What kind of Mother's Day card do you send a woman like Ruth Ann Burns?
At a time when we honor the finest qualities of motherhood, Mrs. Burns is suing two of her doctors for child support for her 2-year-old son not because either of them fathered the boy, but because they allegedly denied her the opportunity to have an abortion.
For those unfamiliar with the lawsuit filed in Mesa earlier this month, Mrs. Burns claims that her doctors didn't realize she was pregnant until she was in her second trimester of pregnancy and it was too late for her to have a legal abortion in Arizona.
"Had she been given the opportunity, she would not have had the child," attorney David Hume told the Tribune newspaper. "Why should it be entirely Ruth Ann's burden to take care of this child when her doctors prevented her from exercising her options?"
Although anti-abortion groups want to use this suit as an excuse to deny women the right to choose, and others are upset because Mrs. Burns and her husband have a combined annual income of more than $130,000 and don't appear to need the money, those objections miss the point. The core issue here is personal responsibility.

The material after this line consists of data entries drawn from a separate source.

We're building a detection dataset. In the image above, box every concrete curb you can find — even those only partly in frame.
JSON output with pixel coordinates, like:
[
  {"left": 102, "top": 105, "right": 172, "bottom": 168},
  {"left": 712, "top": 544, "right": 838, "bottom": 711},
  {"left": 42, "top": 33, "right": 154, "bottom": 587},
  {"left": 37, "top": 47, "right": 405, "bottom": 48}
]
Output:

The moment Mrs. Burns sued her doctors, she tried to shift the responsibility of becoming pregnant to someone else and that's a hard responsibility to shift. At the time of conception, Mrs. Burns and the father of the child were the only participants.
According the Associated Press, Burns went to her doctors for fatigue, swelling of the left breast and abdominal pain from March to June 1997. "The doctors checked her for fibrocystic breast disease and the return of cervical precancer, but she had neither," the AP reported. "When she had an ultrasound in June, she and the doctors thought she had a retroverted uterus, only to discover she was pregnant."
The doctors claim that a technician told Burns she was 16 to 17 weeks pregnant after her first ultrasound. State law prohibits abortions past 23 weeks.
Mrs. Burns, like all women in America, had the right to an abortion. But she never had the right to shirk her personal responsibilities because of a difficult diagnosis.